Currents offshore of Tampa Bay and Sarasota Bay are particularly variable and can be adverse to larval recruitment into the bays (Fig. 4). When successful recruitment occurs, it may be from multiple sources. The 1997 Tampa Bay cohort has characteristics of a subpopulation generated from multiple groups of larvae with some level of genetic differentiation between them (Table 10, characteristic 1). Or, recruitment may be successful because larvae bypass unfavorable open-water conditions. The large aggregation in Sarasota Bay (SS98) that occurred the year after the geographically proximal TB97 aggregation was found may have been composed of TB97 offspring. Recruitment, at least to spat size and possibly of TB97 offspring, was successful in nearby Tampa Bay in 1997–1998 (Fig. 7). Tampa and Sarasota bays are connected by an intracoastal waterway. Interbay larval transport could bypass open-water red tides and the unfavorable currents.

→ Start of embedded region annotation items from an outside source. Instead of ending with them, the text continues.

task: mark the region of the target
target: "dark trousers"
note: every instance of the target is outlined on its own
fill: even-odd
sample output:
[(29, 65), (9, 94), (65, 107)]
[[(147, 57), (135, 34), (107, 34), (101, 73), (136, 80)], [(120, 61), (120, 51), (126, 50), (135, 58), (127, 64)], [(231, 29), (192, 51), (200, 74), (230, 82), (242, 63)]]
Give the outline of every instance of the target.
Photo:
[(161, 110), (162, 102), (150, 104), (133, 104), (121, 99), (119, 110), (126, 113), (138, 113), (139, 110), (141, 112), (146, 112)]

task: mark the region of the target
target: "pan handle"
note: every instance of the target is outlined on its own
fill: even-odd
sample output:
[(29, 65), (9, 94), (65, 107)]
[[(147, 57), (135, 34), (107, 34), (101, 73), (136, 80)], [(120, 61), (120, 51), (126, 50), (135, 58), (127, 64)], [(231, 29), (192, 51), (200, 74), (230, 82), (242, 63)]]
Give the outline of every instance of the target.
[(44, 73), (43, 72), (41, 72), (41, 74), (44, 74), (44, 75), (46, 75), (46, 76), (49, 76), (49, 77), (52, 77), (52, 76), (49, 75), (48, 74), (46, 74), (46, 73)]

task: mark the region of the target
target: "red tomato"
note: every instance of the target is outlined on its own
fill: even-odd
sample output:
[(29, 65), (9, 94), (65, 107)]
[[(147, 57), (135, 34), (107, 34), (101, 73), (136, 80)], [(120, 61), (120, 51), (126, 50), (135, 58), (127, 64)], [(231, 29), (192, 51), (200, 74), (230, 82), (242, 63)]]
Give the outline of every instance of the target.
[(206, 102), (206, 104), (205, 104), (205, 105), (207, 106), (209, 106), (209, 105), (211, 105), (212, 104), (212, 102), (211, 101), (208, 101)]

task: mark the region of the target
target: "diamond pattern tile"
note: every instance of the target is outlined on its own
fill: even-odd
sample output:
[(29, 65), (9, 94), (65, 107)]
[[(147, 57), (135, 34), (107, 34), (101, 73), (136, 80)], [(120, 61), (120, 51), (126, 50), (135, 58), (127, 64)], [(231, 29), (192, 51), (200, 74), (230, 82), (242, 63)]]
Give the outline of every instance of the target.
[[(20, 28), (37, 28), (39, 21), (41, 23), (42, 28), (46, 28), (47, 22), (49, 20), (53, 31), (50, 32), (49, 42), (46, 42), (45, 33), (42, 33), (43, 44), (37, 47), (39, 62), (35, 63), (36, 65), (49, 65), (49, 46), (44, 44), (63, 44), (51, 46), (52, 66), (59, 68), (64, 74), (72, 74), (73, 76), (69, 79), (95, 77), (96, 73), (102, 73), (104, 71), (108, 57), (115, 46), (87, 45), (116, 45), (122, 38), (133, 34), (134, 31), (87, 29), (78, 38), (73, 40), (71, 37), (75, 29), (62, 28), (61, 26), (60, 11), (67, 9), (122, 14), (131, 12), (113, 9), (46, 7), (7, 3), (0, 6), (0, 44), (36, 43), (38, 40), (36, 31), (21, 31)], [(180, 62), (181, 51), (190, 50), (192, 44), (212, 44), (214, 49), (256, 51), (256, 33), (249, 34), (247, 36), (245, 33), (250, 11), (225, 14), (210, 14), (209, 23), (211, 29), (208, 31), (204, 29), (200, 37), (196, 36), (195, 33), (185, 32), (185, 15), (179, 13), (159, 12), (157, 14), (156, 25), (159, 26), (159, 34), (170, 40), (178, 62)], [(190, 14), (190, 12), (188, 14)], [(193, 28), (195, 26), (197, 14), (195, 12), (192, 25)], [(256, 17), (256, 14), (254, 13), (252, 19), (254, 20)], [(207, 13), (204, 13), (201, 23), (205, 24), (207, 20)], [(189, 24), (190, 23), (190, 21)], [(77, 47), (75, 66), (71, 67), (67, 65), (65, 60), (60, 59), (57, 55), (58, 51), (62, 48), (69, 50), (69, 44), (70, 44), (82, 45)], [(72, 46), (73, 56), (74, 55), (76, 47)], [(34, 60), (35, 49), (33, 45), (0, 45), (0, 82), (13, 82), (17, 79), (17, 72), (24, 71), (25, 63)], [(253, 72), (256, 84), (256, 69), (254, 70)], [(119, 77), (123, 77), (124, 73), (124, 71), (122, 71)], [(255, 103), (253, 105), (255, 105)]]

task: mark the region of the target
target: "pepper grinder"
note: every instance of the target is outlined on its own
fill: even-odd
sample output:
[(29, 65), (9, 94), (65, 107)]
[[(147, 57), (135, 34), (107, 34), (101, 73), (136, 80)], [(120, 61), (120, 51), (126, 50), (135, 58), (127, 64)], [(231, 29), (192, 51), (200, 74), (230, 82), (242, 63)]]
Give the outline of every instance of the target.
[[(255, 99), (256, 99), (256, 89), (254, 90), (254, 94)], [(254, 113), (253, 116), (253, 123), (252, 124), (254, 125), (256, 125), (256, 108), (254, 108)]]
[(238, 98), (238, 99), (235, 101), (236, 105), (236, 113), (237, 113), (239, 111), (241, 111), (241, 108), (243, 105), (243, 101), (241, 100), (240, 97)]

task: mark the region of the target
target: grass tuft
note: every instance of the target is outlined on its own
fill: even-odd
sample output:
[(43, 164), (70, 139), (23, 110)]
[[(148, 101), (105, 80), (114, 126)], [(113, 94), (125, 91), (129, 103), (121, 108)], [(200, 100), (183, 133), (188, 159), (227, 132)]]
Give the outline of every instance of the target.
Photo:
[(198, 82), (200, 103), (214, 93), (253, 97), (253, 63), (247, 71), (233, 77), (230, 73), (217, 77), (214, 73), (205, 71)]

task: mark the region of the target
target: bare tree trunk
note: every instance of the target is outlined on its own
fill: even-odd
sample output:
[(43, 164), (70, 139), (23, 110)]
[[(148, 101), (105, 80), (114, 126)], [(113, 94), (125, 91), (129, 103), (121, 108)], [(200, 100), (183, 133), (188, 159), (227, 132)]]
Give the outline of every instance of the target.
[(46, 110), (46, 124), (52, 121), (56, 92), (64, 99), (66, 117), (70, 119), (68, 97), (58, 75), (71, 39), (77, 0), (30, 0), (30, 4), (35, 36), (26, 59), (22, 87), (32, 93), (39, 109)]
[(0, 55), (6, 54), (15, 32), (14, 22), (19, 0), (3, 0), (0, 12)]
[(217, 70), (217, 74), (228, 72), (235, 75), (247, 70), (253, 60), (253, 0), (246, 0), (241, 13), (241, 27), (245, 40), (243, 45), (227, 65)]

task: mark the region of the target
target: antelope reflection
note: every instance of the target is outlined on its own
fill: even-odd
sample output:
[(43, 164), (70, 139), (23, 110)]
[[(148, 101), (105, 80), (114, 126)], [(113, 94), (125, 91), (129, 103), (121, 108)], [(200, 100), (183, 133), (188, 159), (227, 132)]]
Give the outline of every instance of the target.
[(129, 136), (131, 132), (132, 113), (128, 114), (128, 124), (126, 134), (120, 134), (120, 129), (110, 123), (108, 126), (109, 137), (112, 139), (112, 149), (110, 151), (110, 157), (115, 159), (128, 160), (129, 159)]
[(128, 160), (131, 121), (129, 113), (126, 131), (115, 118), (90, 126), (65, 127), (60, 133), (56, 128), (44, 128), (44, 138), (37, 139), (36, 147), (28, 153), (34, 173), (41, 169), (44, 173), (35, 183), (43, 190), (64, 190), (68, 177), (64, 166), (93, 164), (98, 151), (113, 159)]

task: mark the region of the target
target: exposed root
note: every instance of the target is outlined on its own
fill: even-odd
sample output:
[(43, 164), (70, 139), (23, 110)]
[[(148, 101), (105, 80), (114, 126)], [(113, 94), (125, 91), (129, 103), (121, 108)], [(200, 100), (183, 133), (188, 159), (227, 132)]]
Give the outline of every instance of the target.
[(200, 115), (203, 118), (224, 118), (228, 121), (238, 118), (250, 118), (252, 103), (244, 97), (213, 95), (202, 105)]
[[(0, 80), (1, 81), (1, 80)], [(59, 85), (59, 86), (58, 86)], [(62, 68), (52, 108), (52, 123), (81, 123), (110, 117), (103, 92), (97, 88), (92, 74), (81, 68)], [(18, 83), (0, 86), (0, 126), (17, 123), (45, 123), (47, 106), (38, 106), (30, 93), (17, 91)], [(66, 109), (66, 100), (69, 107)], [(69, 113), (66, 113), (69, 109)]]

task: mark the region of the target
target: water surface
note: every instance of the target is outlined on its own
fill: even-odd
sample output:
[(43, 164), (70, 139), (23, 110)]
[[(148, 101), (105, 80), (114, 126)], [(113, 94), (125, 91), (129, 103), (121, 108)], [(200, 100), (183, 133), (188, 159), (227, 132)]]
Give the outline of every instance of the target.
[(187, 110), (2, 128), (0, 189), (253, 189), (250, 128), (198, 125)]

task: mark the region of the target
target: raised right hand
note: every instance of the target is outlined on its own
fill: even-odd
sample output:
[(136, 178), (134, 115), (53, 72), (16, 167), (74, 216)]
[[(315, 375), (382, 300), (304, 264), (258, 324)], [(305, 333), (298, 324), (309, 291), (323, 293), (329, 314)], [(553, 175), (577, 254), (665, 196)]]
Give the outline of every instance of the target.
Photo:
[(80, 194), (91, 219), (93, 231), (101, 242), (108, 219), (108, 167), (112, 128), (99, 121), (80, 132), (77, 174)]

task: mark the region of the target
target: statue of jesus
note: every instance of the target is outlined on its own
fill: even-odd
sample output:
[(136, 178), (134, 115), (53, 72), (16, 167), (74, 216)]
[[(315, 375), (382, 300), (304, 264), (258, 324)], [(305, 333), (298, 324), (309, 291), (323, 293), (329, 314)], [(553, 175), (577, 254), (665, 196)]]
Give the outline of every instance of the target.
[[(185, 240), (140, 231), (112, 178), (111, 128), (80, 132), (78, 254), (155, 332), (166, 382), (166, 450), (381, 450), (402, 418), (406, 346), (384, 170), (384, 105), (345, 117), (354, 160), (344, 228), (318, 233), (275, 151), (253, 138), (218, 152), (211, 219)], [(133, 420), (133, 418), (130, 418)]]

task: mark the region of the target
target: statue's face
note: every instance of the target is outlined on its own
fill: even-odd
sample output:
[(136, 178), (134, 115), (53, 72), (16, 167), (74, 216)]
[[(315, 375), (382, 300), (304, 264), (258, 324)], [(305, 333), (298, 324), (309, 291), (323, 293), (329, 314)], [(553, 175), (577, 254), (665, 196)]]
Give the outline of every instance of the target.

Genetic evidence presented here (Table 10, characteristic 4) and in Bert et al. (2011) indicates that FB is isolated from other populations and, along with census data, that FB has undergone repeated abundance reductions. The retention of high allozyme genetic variability indicates that the population crashes are short-term (Cornuet & Luikart 1996, Bowen & Grant 1997, Zenger et al. 2003). Bay scallops were sufficiently abundant for collecting scientific samples from western Florida Bay in 1979 and 1980 (T. M. Bert, unpubl. data), 1990 (Marelli et al. 1997a), 1993 (Blake & Graves 1995), and 1998 (current study), and spat were found in 1996 (Fig. 7). However, bay scallops were apparently absent during at least some intervening years (W. S. Arnold, unpubl. data; J. M. Stevely, Florida Sea Grant Program, pers. comm., January 2013). Although the Florida Keys seagrass beds are among the most extensive on earth (Fourqurean et al. 2002), bay scallops are rarely seen outside of Florida Bay basins, indicating that local recruitment is limited to within and among the basins. The close relationship of FB with Core (low 1998 pairwise allozyme-locus genetic distances) may be an artifact of the high genetic diversity of Core and high heterozygosity of FB. The near-absence of mtDNA diversity in our FB collections and high mtDNA diversity level recorded for FB by Blake and Graves (1995) demonstrate that gene flow from other populations into FB does not occur regularly.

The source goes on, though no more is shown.